Подстегиваемый любопытством, я без труда приблизился к одной из дверей, ведущих во дворец. Кадет-охранник отдал мне честь, и я вошел в один из залов, поднялся на второй этаж и очутился в главной галерее – очень длинной и широкой. Ее стены были покрыты портретами и батальными полотнами. Свешивались гигантские канделябры, но они не были зажжены. Мягкий свет шел от боковых ламп, расположенных на стенах. Несмотря на роскошь, общее впечатление было такое, будто находишься в осажденной крепости.

Около ста человек, половина военные, половина гражданские, бродили из угла в угол. Постепенно я начал понимать, что происходило на самом деле. Гражданские, очевидно, были членами партии большевиков, специально привезенными сюда. В их поведении воистину сквозил боевой дух, тогда как солдаты после шести месяцев волнений в Петрограде были дезорганизованны, расхристанны и небриты. Единственный охранник, кадет, стоял перед дверью в комнату, где собралось правительство Керенского; должно было начаться последнее заседание кабинета.

Внезапно группа примерно из тридцати солдат под командой лейтенанта вошла в галерею и прошла сквозь толпу к двери, закрывшейся за ними. Через несколько минут дверь снова распахнулась, и на пороге появились члены правительства, спешно надевающие свои пальто. Подгоняемые солдатами, они пересекли галерею и спустились по лестнице.

На следующий день я узнал, что их арестовали и посадили в Петропавловскую крепость.

Меж тем дворец все больше наполнялся солдатами, и я понял, что пора уходить.

Не привлекая ничьего внимания (на мне был плащ без знаков различия), я вышел на улицу и собрался переходить площадь. Но не дойдя и до середины, был арестован двумя солдатами. Оба были в подпитии: разумеется, дворцовые подвалы уже были обнаружены и победители наслаждались первыми трофеями.
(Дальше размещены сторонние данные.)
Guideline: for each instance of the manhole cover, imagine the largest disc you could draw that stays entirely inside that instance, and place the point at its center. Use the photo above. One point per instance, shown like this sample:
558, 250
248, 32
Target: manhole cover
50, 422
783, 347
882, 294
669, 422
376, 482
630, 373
В этот момент прозвучали выстрелы. Они донеслись с крейсера «Аврора», который пришел снизу по реке и бросил якоря поблизости от дворца. Сверху, с балкона 1-го этажа, донеслись истерические крики: «Скажите им, что дворец в наших руках!» Сейчас «Аврора» пришвартована на Неве, рядом с дворцом; официально провозглашено ее участие в «славном сражении» за Зимний дворец.

...Было три утра. В пасмурной ноябрьской ночи по всей площади слышались крики и выстрелы. Прошел слух, что женский батальон попытался контратаковать и был полностью истреблен.

Потом я слышал, что около пятидесяти женщин бежали через музей Эрмитаж, прилегающий к дворцу. Старые слуги снабдили их гражданской одеждой и вывели на улицу.

Двое солдат, задержавших меня, обсуждали, не прикончить ли меня тут же на месте. Один из них был типичным русским крестьянином. На нем была гвардейская шинель, очень потрепанная и с гербовыми пуговицами, болтающимися на нитках. Его опоясывала пулеметная лента. Лицо его, ясно выдававшее опьянение, постоянно меняло выражение. Оно напомнило мне о докторе Джекилле и мистере Хайде. Внезапно он вонзил в меня взгляд и произнес: «Я проткну тебя штыком, чтоб посмотреть на твою кровь, потому что ты из хозяев и пил нашу крестьянскую кровь». Когда он это говорил, то походил на настоящего зверя. Поняв, что все кончено, я показал ему мою рану на руке, полученную на войне, и сказал: «Ты ошибаешься, наша кровь лилась рядом на полях сражений. А что касается твоей крови, мне никогда в голову бы не пришло пить такую гадость». Выражение его лица тут же переменилось, и он принялся хохотать.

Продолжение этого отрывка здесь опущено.